In Mecca either, Amina Wadud was invited even before we left by family and friends of the famous Saudi feminist: Dr. Ajwad Hatoon al-Fassi. The father of Dr. Hatoon, Sheik al-Fassi, is one of the foremost masters of Saudi Arabian Sufism; his family was persecuted for years by the totalitarian
regime of the Wahhabis. Amina, on his return, will share with us very warm story of these two days
she spent in company of Saudi intellectuals who who still believe that a better, enlightened future,
far from the macho and patriarchal myths and superstitions, will ever be possible for Saudi Arabia
and all Muslims.
Moreover, a member of our group, Mustapha, decided shortly before we left to dedicate a second
‘Umra pilgrimage to his late mother, may God welcome her soul in His infinite mercy. We follow him until the miqat for people of Mecca; it is the beautiful mosque of ‘Aisha, the favorite wives of the Prophet Muhammad. The corbels interiors are beautifully decorated of finely carved precious woods.
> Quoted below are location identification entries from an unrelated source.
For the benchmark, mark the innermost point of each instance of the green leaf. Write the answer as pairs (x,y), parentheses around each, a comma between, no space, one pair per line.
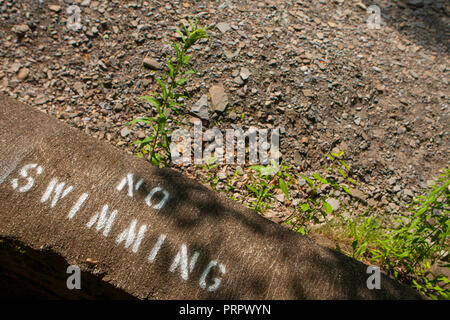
(186,59)
(346,190)
(163,87)
(328,208)
(145,120)
(283,187)
(305,207)
(155,102)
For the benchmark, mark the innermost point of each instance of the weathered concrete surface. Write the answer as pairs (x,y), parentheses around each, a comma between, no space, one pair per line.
(196,245)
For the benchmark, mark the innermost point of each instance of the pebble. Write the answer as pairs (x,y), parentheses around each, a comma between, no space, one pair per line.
(201,108)
(124,132)
(23,74)
(151,63)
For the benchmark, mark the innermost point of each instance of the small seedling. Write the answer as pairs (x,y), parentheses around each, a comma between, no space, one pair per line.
(170,97)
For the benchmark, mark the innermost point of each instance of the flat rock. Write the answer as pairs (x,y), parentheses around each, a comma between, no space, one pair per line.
(23,73)
(219,98)
(245,73)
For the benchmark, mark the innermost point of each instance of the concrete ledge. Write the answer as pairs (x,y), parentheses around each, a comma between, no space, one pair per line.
(154,233)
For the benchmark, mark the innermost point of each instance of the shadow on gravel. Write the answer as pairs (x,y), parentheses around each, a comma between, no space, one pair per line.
(341,277)
(426,24)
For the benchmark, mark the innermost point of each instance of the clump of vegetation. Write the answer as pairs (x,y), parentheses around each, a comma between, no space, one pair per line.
(264,180)
(170,97)
(316,208)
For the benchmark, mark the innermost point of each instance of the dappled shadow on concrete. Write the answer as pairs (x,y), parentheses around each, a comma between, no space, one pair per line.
(427,25)
(307,270)
(26,273)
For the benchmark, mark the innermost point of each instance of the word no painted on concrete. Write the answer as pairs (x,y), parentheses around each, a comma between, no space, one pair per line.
(103,221)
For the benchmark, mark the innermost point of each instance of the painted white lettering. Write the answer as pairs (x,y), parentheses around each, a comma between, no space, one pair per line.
(129,235)
(103,221)
(77,206)
(24,174)
(181,259)
(217,281)
(156,248)
(161,203)
(129,180)
(59,192)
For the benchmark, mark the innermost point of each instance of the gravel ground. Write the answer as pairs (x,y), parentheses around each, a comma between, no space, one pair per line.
(312,68)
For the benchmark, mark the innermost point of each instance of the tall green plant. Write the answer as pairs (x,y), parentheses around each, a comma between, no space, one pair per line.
(170,96)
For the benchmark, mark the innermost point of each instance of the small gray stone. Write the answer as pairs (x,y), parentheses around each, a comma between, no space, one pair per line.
(200,108)
(151,64)
(21,29)
(118,107)
(124,132)
(219,98)
(23,74)
(78,87)
(40,99)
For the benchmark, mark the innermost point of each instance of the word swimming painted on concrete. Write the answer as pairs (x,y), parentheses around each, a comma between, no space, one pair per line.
(103,221)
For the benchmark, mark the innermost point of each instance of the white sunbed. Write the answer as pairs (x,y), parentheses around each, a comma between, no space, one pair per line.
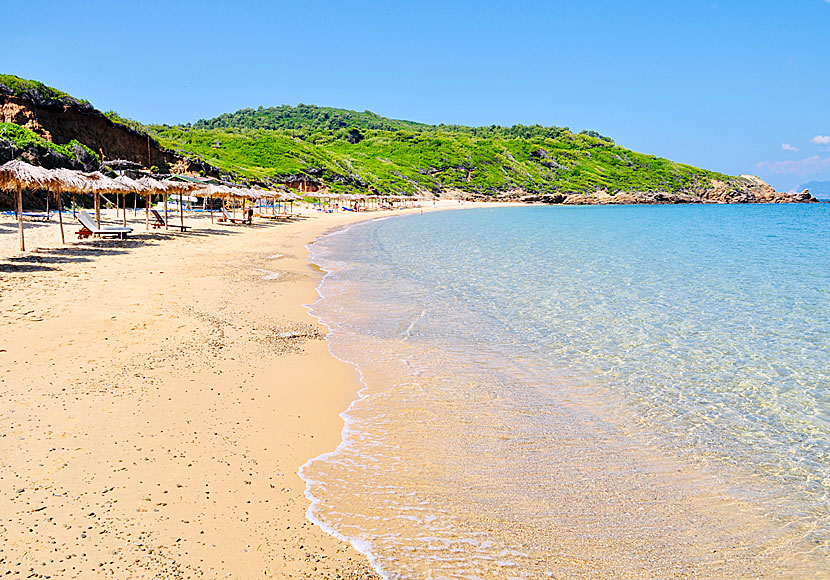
(91,228)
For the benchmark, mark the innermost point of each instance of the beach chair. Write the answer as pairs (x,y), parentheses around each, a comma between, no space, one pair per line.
(37,216)
(90,228)
(275,216)
(159,223)
(226,217)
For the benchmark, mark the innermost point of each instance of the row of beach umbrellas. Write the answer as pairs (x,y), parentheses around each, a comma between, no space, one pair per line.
(19,176)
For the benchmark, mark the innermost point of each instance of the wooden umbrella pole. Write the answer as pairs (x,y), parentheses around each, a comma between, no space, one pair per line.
(60,217)
(20,217)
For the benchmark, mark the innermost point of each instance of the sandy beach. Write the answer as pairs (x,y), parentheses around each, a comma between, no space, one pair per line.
(158,397)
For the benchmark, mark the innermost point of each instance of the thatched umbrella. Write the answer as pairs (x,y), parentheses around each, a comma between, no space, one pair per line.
(152,185)
(66,180)
(181,188)
(98,183)
(212,191)
(134,186)
(17,176)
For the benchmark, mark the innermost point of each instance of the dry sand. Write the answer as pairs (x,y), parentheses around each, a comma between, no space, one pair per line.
(157,397)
After our ablutions, we pray there before we return to Mecca where we arrive once again just in time for the sunset prayer. Mustapha accomplishes once again the rites for this ‘Umrah to his mother: seven convolutions around the Ka’ba, the salute to the black stone, the prayer behind the
mausoleum of Abraham, the running between Safa and Marwa, the visit to the waters of Zamzam.
Then the next day, on the 18 June – 28 Radjab 1433 Hejira-, after performing tawaf al-wada’-“the
convolutions of the farewell to the Ka’aba” -we leave Mecca by the Jeddah International Airport,located less than fifty kilometers away, by the flight of 7am for Paris. Once at the airport Charles DeGaulle, most of us separate, the feeling of having experienced a mystical, human experience, beyond our most positive expectations. Amina Wadud will be leaving the next day to return home to San Francisco, California. Some of us share thereafter the fact that they now carry in their heart, when they pray at home facing the Kaaba, the vision of w arm brotherly love lavished on each other by all members of the first’Umrah of Tawheed.